É assim que me sinto nesta vida
Sou adolescente
Quero gritar, quero viver
Sem cadeias, sem avisos, sem consequências, sem temer obstáculos nem sequer pensar que eles possam existir.
“ Não vás por aí!”, dizem-me a toda a hora.
Mas eu teimo em ir, em avançar.
É a minha vida, não a tua! É assim que eu quero viver! Não me digas para não ir por aí, para não passar horas a sós comigo, online, com o mundo…
Quero estar aqui, entrar neste mundo virtual que me transporta para todo o lado, sem esforço, sem suar, sem deixar o sofá ou o poof que está no meu quarto.
Quero viajar – já te disse! - ,estar online, no facebook, no Gmail, no Twitter, no Instagram… conversar através do Whatsapp, do Messenger; ser Youtuber, ser Bloguista…
Quero olhar os outros ao longe, falar a quem não conheço, coscuvilhar a vida fantástica que alguns apresentam todos os dias, namorar a miúda à distância, usar mais os stikers, os Emoji do que as palavras, fazer milhões de “ likes”, esperar outros tantos como se a minha sobrevivência dependesse disso; afundar-me no turbilhão de pixéis e fazer parte da nanotecnologia…
Não me venhas sacudir deste bem estar, deste mundo onde tudo já foi descoberto e que vive comigo à distância de um simples clic.
Que me importa a vida lá fora?
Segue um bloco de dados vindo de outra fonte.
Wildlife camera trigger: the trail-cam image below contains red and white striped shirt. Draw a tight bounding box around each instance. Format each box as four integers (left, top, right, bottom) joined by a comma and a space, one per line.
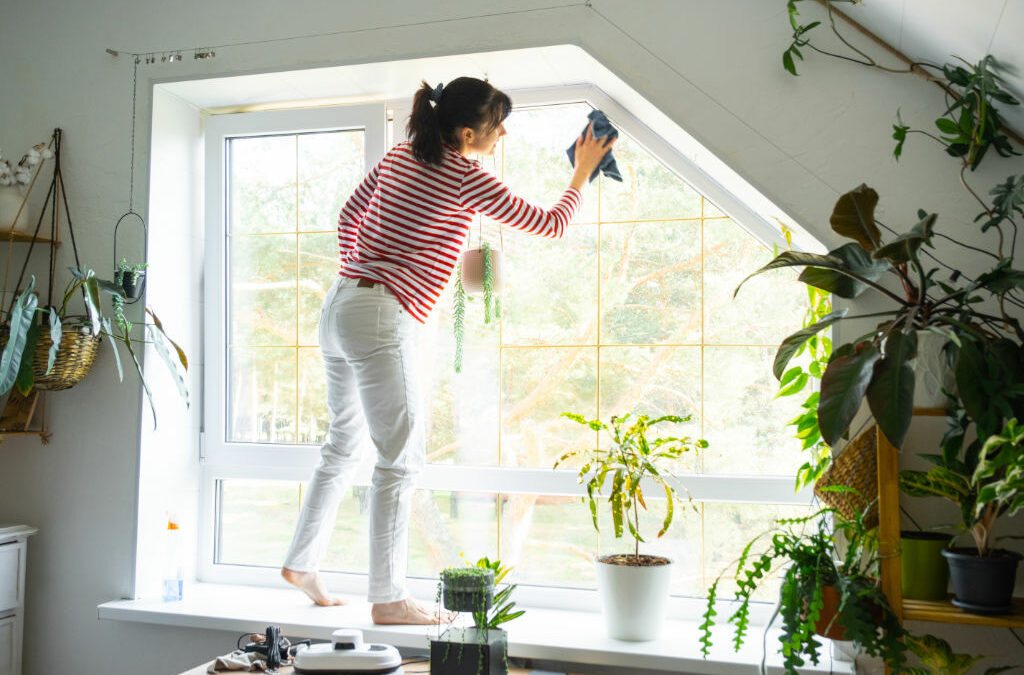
336, 141, 582, 322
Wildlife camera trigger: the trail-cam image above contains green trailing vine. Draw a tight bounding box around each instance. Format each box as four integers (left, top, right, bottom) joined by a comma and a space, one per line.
452, 265, 467, 373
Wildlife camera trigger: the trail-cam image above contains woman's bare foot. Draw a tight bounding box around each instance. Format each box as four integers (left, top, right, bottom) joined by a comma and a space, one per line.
281, 567, 346, 607
371, 597, 456, 625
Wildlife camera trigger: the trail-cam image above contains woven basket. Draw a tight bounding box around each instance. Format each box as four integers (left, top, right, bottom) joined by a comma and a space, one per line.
814, 425, 878, 529
31, 322, 101, 390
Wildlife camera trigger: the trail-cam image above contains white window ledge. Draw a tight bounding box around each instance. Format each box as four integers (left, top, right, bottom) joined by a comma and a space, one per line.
98, 583, 852, 674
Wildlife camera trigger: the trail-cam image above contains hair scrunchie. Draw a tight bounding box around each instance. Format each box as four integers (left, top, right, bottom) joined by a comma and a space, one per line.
429, 82, 444, 104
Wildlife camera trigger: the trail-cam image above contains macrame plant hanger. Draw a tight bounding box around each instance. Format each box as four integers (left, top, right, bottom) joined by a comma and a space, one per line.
112, 55, 148, 305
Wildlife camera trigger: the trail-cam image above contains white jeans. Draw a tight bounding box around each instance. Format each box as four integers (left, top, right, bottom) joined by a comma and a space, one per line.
283, 276, 424, 603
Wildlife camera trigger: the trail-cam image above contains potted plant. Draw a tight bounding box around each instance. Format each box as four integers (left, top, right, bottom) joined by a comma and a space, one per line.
452, 241, 500, 373
0, 267, 188, 426
904, 633, 1015, 675
114, 257, 147, 300
699, 501, 907, 674
556, 411, 707, 641
431, 557, 524, 675
736, 181, 1024, 450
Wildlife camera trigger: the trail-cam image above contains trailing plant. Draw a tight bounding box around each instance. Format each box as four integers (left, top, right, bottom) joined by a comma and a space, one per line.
904, 633, 1015, 675
737, 182, 1024, 450
114, 257, 148, 286
470, 557, 524, 631
700, 499, 907, 674
557, 412, 707, 563
451, 243, 500, 373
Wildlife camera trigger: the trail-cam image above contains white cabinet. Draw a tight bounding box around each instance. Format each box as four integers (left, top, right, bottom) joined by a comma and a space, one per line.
0, 526, 35, 675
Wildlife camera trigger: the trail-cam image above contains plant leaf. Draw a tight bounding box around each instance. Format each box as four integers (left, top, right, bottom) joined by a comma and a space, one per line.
798, 243, 890, 298
872, 213, 936, 265
0, 279, 38, 395
46, 308, 61, 374
830, 184, 881, 251
15, 318, 40, 395
772, 309, 848, 380
818, 343, 881, 446
866, 330, 917, 448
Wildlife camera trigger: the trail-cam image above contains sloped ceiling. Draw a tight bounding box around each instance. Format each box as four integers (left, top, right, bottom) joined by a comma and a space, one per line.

O que há para descobrir? De que cor é o céu, já eu o sei e as flores do jardim desfolham-se, secam e passam.
Não inventes filosofias.
Também eu hei de passar, mas enquanto a morte não vier, quero usufruir e fazer parte deste mundo virtual, onde cada vida permanece suspensa no écran do meu computador, do meu telemóvel, do meu Iphone ou do meu Ipad…
Tenho fome de amigos que não são mais do que desconhecidos.
Tenho fome de fotografias, de fazer download a filmes, de conversar através de chats  e de namoradinhas à distância…
Tenho fome de não ser eu, de me reinventar, de me atomizar e fazer também, eu, parte do Universo!
- Mãe,
- Pai,
“ Eu ainda sou o menino que adormece à noite no vosso coração.”
“ Eu ainda sou o menino que sorri na fotografia gigante, de moldura azul, que ocupa uma das paredes do meu quarto.”
“ Eu ainda sou o menino a quem ensinastes a caminhar, a falar e a amar…”
“ Não esqueço a educação, os bons costumes que continuam enraizados em mim.”
Mas eu, simplesmente, cresci. Passei da tela à vida real, de menino a rapaz normal. E acreditem: sou especial!